Amidst growing calls for greater military action in Syria in response to an alleged chemical attack, the United States military launched more than fifty Tomahawk missiles at the al-Shayrat airfield near Homs. Democrats along with neoconservatives, who long pushed for U.S. military forces to topple President Bashar al Assad's regime, advocated for military force in response to alleged chemical attack.
Former Democratic presidential nominee Hillary Clinton called for strikes on airfields in Syria. "Assad had an air force and that air force is the cause of most of the civilian deaths as we've seen over the years and as we saw again in the last few days."
"I really believe we should have and still should take out his airfields and prevent him from being able to use them to bomb innocent people and drop sarin gas on them," Clinton added.

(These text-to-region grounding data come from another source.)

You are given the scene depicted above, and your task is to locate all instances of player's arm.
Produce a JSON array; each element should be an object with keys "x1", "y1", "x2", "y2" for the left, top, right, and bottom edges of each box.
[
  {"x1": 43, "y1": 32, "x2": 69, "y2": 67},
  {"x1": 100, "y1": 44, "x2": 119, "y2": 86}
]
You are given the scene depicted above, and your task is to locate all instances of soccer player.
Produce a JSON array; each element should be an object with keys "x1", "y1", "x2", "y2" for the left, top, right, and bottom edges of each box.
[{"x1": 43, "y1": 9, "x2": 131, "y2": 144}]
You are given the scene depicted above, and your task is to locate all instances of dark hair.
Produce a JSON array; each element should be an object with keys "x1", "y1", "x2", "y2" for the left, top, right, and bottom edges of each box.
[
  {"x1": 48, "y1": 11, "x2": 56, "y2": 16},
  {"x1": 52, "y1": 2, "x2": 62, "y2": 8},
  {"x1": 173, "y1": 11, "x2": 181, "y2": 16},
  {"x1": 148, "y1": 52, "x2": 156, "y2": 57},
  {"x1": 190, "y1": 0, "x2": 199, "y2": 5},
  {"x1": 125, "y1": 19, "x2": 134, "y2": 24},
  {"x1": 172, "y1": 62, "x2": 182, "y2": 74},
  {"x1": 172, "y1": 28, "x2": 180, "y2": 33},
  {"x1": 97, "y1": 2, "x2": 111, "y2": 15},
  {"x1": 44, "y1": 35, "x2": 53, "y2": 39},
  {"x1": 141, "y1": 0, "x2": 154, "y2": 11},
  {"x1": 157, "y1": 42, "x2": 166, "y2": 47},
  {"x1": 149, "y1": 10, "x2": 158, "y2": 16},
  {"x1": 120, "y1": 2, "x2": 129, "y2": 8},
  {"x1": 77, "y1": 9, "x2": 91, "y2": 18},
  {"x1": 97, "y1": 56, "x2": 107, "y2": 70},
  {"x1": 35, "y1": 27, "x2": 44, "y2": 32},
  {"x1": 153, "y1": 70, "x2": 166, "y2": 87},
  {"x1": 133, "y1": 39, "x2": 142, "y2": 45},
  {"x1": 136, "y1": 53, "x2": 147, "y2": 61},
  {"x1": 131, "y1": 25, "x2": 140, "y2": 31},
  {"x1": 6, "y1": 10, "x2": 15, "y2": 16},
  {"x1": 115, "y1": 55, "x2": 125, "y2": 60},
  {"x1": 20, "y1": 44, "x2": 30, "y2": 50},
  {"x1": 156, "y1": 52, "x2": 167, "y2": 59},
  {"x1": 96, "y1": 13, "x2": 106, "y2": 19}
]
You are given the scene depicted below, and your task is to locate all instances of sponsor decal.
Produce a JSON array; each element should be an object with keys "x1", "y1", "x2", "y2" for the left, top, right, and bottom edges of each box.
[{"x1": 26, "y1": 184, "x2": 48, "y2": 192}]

David Wade, who was the chief of staff for John Kerry when he was secretary of state, also called for airstrikes on "Assad regime targets" that "could inject urgency into the struggling international effort to bring about a political solution to the Syrian crisis through peace talks."
"Russia and Iran have stubbornly stuck with Assad, but Assad is a burden in their balance sheets, and they might be willing to engage in a diplomatic process that creates safe zones or humanitarian corridors or maybe over time builds towards some kind of managed transition," Wade suggested.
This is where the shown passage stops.